New East Digital Archive

For over a decade she photographed Moscow’s wild, wild nightlife. Now you can see what she saw

Sasha Mademuaselle picked up a camera at the age of 17 to take pictures of her friends at parties. With time, her interest in capturing the messy fleeting moments of youth did not fade. Instead, it evolved into continuous visual research that spanned several years, culminating in a striking, extensive series of visual portraits of Russian youth. Over the last decade, she has documented the wildest parties in Moscow, the thrills of the sweaty dance floors, the ecstasy of music — and the shifting landscape of Russian club culture.

“Truth is, it takes me a while to get in the zone to shoot. I spend a long time observing, finding interesting characters, and only after that do I go up to them to shoot. I am still quite intimidated by people. Sometimes I need a drink to overcome my shyness,” Mademuaselle admits.
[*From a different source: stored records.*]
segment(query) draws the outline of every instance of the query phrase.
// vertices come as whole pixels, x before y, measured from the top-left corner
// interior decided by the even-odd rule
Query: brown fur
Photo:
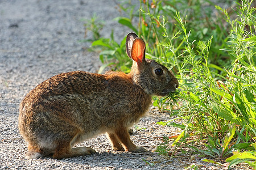
[[[31,90],[20,103],[18,124],[28,142],[27,158],[90,154],[95,151],[90,147],[72,146],[103,133],[114,150],[146,151],[133,144],[127,129],[144,114],[152,95],[166,95],[178,83],[163,66],[143,57],[140,63],[134,61],[128,74],[72,71],[53,76]],[[159,67],[164,70],[162,76],[154,73]]]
She always seems to be at the centre of the action — but at the same time her photography cuts through the mayhem to flash out moments of stillness and pure emotion. Her nightlife files are a fascinating testament to the style, joy, and self-expression of Russian youth in a new millennium.

Mademuaselle started taking pictures at parties during the era of nu-rave, “all neon leggings and glo-sticks”. She then became an official photographer for Solyanka club, the ultimate youth destination from 2007 to 2013. Solyanka was home to a mix of creative industry professionals and wild party kinds (with some people qualifying as both) with nu-disco and carefully curated electronic music playing at its parties. After it closed, the nightlife started shifting more towards heavier and darker techno music, and an authentic Russian take on witch house and gabber (played at VV17CHØU7 and Skotoboinya respectfully). The number of young party-goers grew exponentially — for a lot of Russians in their late teens, clubbing was becoming a regular pass-time rather than a novelty. In the next few years, a huge brick building, a former gas plant of Arma17 and Rabitsa with its courtyard and weekend-long parties, became staples of Moscow growing and increasingly diverse techno crowd — both have now closed.

In the last decade, night gatherings reflected young Russians’ search for identity, from the sound and style which emulated western club culture, to authentic initiatives such as Bol’ festival, which showcases the most innovative voices in punk, noise, and rap. And then there’s the Russkiy Attrakcion collective, who reclaimed ordinary and ugly vodka bars and pelmeni joints as party locations.

“Back when I got invited to continuously photograph at Solyanka club, it turned from a hobby into something bigger. Now, 10 years later, I think I’ve managed to capture my generation”, Mademuaselle says. In the last decade, the landscape of Moscow nightlife kept changing while she photographed new nights and new faces. But certain wild things remained the same: recurring yet continuously unique like the very experience of youth.

“I always want to capture a certain moment of madness, which I think is possible only when you’re young, do anything because you can, and aren’t afraid of anything,” she adds. “Perhaps that’s the reason why it grips me so much — generations change but I keep going to parties and photographing 18-year-olds.”